F Gwynplaine MacIntyre25 April 2009
Warning: Spoilers
I screened a print of 'The Guttersnipe' that had a reel missing, so I missed an important plot point ... or maybe this movie's script just didn't bother to resolve it properly. The story appears to take place in the United States, but the main character works as a chambermaid for an English milady (Carmen Phillips) and a milord (Edward Cecil). Or maybe this is just one of her fantasies ... because the heroine of this movie is a female Walter Mitty, prone to flights of fantasy.

Mazie O'Day (played by Gladys Walton) is a prole young woman who is addicted to the tales in a pulp magazine cried 'Sloppy Stories'. She models herself after the (unrealistic) heroines in this magazine's pages, and she consults the stories before making decisions in her own life. As in Harold Lloyd's 'Girl Shy', which featured frequent cuts to the text of a book written by Lloyd's character in that film, here the audience are repeatedly subjected to insert shots of the (intentionally) wretched prose in the stories that Mazie reads. She fantasises that she will one day meet a handsome wealthy nobleman who will take her away from her squalor.

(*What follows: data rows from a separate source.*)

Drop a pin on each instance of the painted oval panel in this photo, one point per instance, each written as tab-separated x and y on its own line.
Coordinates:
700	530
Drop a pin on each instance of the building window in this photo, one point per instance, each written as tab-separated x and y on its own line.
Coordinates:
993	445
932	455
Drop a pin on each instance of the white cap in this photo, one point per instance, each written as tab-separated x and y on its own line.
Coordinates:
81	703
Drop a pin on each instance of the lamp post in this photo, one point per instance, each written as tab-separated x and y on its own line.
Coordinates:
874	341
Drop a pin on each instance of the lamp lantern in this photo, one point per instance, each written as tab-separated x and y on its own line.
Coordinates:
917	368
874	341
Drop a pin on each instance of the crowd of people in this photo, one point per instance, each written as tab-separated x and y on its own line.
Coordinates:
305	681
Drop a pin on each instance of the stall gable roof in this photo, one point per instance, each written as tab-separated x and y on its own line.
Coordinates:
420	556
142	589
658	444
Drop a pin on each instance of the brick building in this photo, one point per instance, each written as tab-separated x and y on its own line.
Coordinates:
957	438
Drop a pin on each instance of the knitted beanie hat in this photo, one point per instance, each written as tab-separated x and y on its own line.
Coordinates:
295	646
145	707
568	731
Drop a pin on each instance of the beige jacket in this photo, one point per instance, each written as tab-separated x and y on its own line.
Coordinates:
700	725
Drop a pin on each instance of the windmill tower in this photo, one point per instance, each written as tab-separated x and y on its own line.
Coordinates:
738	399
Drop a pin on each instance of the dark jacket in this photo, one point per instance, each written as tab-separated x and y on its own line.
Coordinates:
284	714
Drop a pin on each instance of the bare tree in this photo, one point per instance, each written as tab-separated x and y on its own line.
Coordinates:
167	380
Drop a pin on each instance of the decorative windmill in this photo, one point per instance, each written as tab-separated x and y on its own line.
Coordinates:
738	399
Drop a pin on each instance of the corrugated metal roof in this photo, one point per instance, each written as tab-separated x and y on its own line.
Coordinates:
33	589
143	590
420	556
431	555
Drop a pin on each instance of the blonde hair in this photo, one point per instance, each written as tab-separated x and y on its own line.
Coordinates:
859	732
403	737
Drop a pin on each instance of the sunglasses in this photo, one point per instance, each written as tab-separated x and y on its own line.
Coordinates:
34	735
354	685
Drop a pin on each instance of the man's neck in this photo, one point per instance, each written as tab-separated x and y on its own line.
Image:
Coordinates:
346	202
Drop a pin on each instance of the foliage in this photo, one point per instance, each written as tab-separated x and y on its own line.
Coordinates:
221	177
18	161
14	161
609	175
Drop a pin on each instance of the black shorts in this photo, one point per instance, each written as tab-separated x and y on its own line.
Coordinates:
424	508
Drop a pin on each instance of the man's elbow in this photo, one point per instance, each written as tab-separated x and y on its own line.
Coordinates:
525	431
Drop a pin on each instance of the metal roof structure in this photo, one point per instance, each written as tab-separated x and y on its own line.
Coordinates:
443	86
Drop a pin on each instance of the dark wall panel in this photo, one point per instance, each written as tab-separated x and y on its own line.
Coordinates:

Meanwhile, in reality (I think), Mazie toils as a lady's maid, combing the long raven tresses of Lady Clarissa. I'm usually a sucker for any movie in which a woman in a maid's uniform tends the hair or clothing of her mistress. Unfortunately, Gladys Walton isn't very good-looking (nor a very good actress) and she wears in this movie one of the most unattractive maid's uniforms I've ever seen.

One night, returning home to the slum walk-up where she lives with her parents (Walter Perry and the excellent Kate Price), Mazie encounters some hooligans attacking a top-hatted gentleman. Just like in the pulp stories! Mazie consults the latest issue of 'Sloppy Stories' and decides that she must intercede. She rushes into the fray, and uses her long fingernails to repel the ruffians.

SPOILERS COMING. Unfortunately, it turns out that the top-hatted toff is merely a soda jerk (Jack Perrin) returning from a fancy-dress party. However, Mazie and Tom (that's his name) are swiftly attracted to each other.

But then Tom gets arrested for passing counterfeit money. He's innocent, naturally, but he can't prove it. Mazie consults her pulp magazines, and decides that (of course) she must personally track the counterfeiters to their lair and force them to confess.

There's an exciting but implausible climax as Mazie sets out to round up the counterfeiters single-handed. Despite the missing reel, I saw enough of this movie to realise that it isn't very good. Since this is a comedy, I was willing to overlook the plot's implausibilities in exchange for some good laughs ... but the comedy wasn't very funny. Part of the problem with this movie is the leads: Gladys Walton and Jack Perrin are not particularly attractive here, and neither of them is a particularly good screen actor. My rating for 'The Guttersnipe' is just 4 out of 10.